Batı bölgelerinde daha çok çikolata, doğu bölgelerinde ise şekerleme ürünlerinin tüketildiğini ifade eden Kopuz, en fazla tüketimin İstanbul'da olduğunu belirtti.
“En iyi denetçi tüketicidir”
Kopuz, Ramazan Bayramında, vatandaşların, “En iyi denetçi tüketicidir” anlayışıyla hareket ederek, açıkta satılan, sağlıksız gıda ürünlerine prim vermemesi gerektiğinin altını çizdi.
Özellikle bayram dönemlerinde sağlıksız şeker ve çikolata üretimi yapan firma sayısının arttığını belirten Kopuz, bayramı fırsat bilen bazı kişilerin “merdiven altı” üretimleriyle halkın sağlığını tehlikeye attığını ve bu yüzde gıda zehirlenmesi gibi bazı sağlık problemleri yaşanabildiğini dile getirdi.

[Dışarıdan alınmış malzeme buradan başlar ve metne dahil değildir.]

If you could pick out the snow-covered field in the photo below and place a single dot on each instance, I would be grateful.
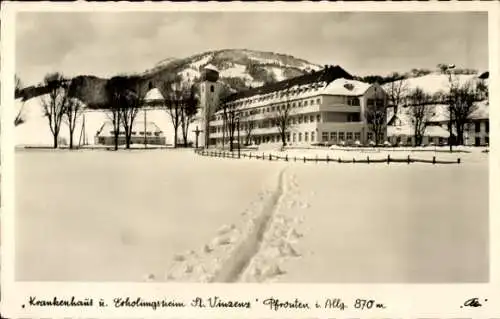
(177, 216)
(126, 216)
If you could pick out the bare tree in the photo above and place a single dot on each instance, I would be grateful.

Kopuz, “Merdiven altı” üretimlerin şekerleme fiyatını düşürdüğünü belirterek tüketicilere şu tavsiyelerde bulundu:
“Tüketici bilinç seviyesinin artmasıyla birlikte ambalajlı ürünleri tercih etmeye başladı. Ramazan Bayramı'nda vatandaşların ikram edecekleri akide şekeri, çikolata, şeker ve lokum alırken öncelikle, ambalajlı ve üretim izni olan ürünleri tercih etmelidir. Bazı “fırsatçılar” önemli markaların benzer ambalajları kullanılarak piyasaya taklit ve tağşişli ürün sunuyorlar. Piyasada şekerin kilosu 4-5 liraya, çikolatanın kilosu ise 10 liraya kadar iniyor. Markalı şeker fiyatları 10 liradan başlarken, çikolata fiyatları ise 20 lira civarındadır.”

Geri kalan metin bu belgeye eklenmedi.